“His poor shrunken heart fluttered with rage and disappointment. ’I will go to the wise hermit,’ he said. So he went far through the woods to the hut of the wise hermit, and he told him the same gruesome things about the difficulties that beset the road out of the Valley of Vain Regret, and said that one’s only hope lay in tunneling beneath them.
“So the old man hired a large number of miners, and, setting their faces eastward, they burrowed down into the earth, and blasted and dug a way which the man followed, a greater and greater eagerness possessing him with each step of progress; but just when his hopes were highest, the miners broke through into an underground cavern, bottomless and black, from which they all started back, barely in time to save themselves. It was impossible to go farther, and the whole company returned by the way they had come, and the miners were very glad to breathe the air of the upper world again; but the man’s disappointment was bitter.
“‘It is of no use,’ he said, when again he stood on the terrace in front of his castle. ’It is of no use to struggle. I am imprisoned for life in the Valley of Vain Regret.’”
* * * * *
Jewel’s father paused. She had listened attentively. Now she turned to her grandfather.
“Is that the way you think the story went, grandpa?”
Mr. Evringham nodded. “I think it did,” he replied.
“Then go on, please, father, because I like a lot of happiness in my stories, and I want that man to hurry up and know that—that error is cheating him.”
“Your mother to the rescue, then,” replied Harry Evringham, smiling.
Jewel turned to look at her mother, and, rising again, picked up her hassock and carried it to the steamer chair in which Mrs. Evringham was reclining.

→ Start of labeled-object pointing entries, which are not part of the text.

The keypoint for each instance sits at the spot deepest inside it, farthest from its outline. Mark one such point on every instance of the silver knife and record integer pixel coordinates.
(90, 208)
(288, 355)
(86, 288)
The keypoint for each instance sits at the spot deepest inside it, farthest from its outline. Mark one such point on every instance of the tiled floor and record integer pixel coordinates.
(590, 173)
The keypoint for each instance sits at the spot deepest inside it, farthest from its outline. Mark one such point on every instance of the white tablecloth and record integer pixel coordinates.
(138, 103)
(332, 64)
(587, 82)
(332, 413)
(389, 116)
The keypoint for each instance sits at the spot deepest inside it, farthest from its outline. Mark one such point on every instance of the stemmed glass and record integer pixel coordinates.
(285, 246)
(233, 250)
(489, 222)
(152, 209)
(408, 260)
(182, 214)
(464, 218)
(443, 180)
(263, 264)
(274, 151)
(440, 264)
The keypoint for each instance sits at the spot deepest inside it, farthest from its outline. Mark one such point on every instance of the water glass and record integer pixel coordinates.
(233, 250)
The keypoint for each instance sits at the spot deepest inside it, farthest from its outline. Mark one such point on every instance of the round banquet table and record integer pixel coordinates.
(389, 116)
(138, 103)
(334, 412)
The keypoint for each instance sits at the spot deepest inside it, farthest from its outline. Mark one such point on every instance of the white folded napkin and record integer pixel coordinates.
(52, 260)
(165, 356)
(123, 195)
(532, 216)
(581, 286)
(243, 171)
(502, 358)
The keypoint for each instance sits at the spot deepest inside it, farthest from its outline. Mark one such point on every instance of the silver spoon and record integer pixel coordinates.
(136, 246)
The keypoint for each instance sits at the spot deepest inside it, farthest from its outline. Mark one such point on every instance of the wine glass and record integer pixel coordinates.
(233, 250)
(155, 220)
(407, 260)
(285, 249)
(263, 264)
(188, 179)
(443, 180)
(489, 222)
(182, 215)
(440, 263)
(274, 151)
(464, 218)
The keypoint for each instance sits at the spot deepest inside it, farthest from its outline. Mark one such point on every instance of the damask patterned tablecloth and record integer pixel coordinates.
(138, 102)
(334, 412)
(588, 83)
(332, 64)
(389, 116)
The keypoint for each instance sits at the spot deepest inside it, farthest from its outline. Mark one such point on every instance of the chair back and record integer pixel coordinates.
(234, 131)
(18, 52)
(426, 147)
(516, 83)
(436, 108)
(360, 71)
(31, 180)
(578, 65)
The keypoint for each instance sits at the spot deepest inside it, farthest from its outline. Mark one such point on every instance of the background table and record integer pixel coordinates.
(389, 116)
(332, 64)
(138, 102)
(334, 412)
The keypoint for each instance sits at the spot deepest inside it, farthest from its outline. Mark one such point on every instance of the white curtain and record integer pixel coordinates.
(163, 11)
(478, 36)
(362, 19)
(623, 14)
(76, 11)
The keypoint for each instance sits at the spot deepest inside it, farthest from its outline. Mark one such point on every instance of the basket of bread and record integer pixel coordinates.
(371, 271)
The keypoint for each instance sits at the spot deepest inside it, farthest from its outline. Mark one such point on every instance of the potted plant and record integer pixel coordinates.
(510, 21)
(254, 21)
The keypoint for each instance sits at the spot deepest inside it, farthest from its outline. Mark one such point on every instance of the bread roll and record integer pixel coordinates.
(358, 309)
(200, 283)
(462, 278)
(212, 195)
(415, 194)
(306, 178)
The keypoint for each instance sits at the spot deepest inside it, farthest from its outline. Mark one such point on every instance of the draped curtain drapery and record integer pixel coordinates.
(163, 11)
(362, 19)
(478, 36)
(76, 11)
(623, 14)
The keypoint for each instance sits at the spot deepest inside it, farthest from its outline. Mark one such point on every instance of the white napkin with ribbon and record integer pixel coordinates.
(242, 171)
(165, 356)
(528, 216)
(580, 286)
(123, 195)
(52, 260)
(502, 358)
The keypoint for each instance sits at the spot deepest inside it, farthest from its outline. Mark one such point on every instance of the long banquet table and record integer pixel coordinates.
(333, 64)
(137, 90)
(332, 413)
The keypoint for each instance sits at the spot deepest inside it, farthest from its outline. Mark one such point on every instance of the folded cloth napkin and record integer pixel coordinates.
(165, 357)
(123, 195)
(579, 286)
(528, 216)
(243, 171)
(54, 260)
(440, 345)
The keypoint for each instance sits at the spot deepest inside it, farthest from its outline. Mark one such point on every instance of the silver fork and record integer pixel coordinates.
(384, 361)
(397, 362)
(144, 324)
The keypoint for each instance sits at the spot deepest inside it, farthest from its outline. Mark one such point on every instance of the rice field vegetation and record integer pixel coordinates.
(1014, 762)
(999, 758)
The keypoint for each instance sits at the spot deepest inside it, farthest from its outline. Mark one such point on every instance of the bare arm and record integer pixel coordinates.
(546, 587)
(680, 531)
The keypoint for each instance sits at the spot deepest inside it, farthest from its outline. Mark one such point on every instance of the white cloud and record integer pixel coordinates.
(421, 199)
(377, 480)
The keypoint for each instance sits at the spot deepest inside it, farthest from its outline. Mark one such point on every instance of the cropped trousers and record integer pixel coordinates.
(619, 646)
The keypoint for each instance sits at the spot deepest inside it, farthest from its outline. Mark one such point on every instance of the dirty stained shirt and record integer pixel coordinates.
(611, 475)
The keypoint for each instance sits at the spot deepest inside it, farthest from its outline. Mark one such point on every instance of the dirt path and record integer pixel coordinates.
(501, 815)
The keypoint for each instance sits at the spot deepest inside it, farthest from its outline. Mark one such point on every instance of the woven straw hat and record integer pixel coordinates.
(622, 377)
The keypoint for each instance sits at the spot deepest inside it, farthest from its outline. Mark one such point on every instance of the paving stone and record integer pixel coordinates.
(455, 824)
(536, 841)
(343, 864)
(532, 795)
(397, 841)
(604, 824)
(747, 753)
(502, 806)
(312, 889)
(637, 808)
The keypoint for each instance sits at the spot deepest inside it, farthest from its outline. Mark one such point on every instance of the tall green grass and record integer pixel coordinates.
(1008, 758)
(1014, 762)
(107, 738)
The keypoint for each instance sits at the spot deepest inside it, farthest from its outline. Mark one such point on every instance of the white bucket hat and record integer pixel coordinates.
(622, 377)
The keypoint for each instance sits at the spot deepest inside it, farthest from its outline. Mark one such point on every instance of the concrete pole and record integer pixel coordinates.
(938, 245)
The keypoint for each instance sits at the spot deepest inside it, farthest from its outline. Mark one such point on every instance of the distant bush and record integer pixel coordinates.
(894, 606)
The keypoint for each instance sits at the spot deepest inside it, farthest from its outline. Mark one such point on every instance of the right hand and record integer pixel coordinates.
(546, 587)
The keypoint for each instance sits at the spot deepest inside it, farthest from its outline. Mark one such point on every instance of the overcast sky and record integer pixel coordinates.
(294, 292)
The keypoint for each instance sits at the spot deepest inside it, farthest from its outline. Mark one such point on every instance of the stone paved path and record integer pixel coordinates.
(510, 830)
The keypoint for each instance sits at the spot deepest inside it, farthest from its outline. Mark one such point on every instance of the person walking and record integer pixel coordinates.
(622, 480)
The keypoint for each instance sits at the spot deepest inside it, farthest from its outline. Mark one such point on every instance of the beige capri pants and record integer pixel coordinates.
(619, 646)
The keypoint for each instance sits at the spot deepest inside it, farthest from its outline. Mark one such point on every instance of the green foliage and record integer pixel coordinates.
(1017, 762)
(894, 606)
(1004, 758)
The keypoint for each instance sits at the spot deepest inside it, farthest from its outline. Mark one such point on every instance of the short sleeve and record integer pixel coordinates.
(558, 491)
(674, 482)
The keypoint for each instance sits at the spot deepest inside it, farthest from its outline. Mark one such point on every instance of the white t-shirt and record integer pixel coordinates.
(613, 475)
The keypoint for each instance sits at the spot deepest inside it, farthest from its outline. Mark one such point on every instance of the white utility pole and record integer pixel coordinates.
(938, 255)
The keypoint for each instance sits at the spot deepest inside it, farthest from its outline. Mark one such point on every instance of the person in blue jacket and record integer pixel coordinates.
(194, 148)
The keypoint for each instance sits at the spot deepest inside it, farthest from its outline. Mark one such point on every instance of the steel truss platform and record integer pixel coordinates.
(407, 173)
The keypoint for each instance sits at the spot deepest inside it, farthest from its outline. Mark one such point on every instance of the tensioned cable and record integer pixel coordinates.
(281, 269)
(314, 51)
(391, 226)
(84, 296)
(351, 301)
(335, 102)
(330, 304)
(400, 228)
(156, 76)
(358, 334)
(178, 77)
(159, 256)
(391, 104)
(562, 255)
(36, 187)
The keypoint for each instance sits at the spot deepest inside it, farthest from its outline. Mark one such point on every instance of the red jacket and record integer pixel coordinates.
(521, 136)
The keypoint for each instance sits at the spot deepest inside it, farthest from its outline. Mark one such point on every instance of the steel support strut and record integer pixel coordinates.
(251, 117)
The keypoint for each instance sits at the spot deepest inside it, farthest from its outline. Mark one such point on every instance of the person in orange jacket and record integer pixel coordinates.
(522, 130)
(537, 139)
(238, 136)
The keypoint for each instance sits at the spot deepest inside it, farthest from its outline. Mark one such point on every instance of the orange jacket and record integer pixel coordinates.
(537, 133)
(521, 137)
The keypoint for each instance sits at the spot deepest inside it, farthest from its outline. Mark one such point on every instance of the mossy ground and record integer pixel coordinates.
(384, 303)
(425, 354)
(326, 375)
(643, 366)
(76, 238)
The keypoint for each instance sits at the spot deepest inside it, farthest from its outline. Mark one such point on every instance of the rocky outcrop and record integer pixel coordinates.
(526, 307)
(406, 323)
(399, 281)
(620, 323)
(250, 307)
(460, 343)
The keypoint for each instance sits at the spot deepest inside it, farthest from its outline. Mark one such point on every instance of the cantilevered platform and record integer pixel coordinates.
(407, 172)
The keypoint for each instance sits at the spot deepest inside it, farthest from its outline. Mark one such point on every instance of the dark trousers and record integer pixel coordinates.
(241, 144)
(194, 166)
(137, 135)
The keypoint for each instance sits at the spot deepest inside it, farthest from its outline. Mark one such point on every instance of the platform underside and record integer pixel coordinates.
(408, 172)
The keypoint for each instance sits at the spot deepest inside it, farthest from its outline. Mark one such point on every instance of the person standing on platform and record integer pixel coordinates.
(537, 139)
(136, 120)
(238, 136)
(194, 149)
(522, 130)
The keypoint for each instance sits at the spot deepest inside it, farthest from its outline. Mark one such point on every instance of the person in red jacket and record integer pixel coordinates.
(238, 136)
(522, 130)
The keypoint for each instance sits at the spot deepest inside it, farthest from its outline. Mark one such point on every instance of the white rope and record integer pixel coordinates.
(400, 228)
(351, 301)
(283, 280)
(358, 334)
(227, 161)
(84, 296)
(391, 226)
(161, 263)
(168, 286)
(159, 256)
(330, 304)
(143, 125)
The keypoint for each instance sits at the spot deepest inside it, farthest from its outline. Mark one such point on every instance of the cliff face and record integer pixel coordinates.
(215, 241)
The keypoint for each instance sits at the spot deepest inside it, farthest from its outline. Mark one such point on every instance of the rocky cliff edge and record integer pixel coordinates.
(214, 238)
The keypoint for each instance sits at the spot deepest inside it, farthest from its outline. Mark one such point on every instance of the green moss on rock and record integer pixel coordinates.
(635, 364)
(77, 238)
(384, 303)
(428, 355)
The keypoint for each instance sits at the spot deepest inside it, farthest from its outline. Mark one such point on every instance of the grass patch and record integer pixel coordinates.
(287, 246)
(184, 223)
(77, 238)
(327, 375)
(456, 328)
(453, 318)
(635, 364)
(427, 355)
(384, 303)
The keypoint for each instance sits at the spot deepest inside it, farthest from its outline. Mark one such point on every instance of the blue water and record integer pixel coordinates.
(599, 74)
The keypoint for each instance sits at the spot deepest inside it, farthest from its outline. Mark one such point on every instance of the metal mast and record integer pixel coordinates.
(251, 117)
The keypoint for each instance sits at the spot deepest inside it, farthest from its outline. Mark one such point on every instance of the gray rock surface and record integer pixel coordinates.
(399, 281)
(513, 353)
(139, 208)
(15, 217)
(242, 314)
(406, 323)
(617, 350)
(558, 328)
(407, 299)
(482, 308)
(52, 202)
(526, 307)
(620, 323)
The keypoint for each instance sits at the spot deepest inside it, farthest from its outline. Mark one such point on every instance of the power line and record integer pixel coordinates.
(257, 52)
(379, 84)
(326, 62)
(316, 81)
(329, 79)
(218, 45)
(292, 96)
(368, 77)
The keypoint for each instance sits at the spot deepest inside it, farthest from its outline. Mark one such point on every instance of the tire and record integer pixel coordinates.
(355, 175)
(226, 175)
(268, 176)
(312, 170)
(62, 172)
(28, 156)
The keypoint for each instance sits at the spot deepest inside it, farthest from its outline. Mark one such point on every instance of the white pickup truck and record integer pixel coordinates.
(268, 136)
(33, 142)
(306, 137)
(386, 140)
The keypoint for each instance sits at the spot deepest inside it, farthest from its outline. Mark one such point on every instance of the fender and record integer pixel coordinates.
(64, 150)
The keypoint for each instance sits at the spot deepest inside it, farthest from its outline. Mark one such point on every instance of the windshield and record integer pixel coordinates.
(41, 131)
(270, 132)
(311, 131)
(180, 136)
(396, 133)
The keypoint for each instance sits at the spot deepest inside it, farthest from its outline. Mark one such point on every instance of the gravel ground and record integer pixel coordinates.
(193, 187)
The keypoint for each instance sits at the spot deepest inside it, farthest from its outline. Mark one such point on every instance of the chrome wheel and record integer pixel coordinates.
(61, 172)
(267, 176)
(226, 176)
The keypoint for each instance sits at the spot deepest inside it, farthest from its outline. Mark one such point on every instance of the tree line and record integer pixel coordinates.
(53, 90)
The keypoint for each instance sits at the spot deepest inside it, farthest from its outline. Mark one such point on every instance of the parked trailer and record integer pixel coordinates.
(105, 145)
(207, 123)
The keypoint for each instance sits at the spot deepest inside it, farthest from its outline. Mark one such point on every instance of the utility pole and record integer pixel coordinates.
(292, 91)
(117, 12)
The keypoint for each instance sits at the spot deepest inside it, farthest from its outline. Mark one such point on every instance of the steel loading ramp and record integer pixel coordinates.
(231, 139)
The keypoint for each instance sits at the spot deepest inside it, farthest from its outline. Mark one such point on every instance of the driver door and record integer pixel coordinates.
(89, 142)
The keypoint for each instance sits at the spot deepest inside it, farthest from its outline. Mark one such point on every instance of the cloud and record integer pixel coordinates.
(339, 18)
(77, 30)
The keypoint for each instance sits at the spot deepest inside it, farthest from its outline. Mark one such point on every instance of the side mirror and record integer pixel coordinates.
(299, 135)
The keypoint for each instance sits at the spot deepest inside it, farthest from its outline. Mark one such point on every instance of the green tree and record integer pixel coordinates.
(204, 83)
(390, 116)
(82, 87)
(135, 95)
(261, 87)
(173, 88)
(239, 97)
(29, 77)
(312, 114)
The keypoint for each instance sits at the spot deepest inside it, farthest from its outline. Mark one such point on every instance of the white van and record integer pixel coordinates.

Her mother looked into her serious eyes and nodded reassuringly as she began:—
* * * * *
“As that sorry old man stood there on the terrace, things had never looked so black to him. He was so tired, so tired of hating. He longed for a thousand things, he knew not what, but he was sure they were to be found at the Castle of True Delight; but he was shut in! There was no way out. As he was thinking these despairing thoughts and looking about on the scenes which had grown hateful to him, he saw something that made him start. The great iron gates leading out of his grounds opened as once before, and a little girl in white garments came in and moved toward him. His heart leaped at the sight,—and it swelled a bit, too!
“Instead of ordering her off, he hurried toward her and, although he scowled in his eagerness, she smiled and lifted dark eyes that beamed lovingly.
“‘I cannot find my way to your country nor to the Castle of True Delight,’ said the man, ’and I need you to show me. Since you have found your road hither twice, surely you can go back again.’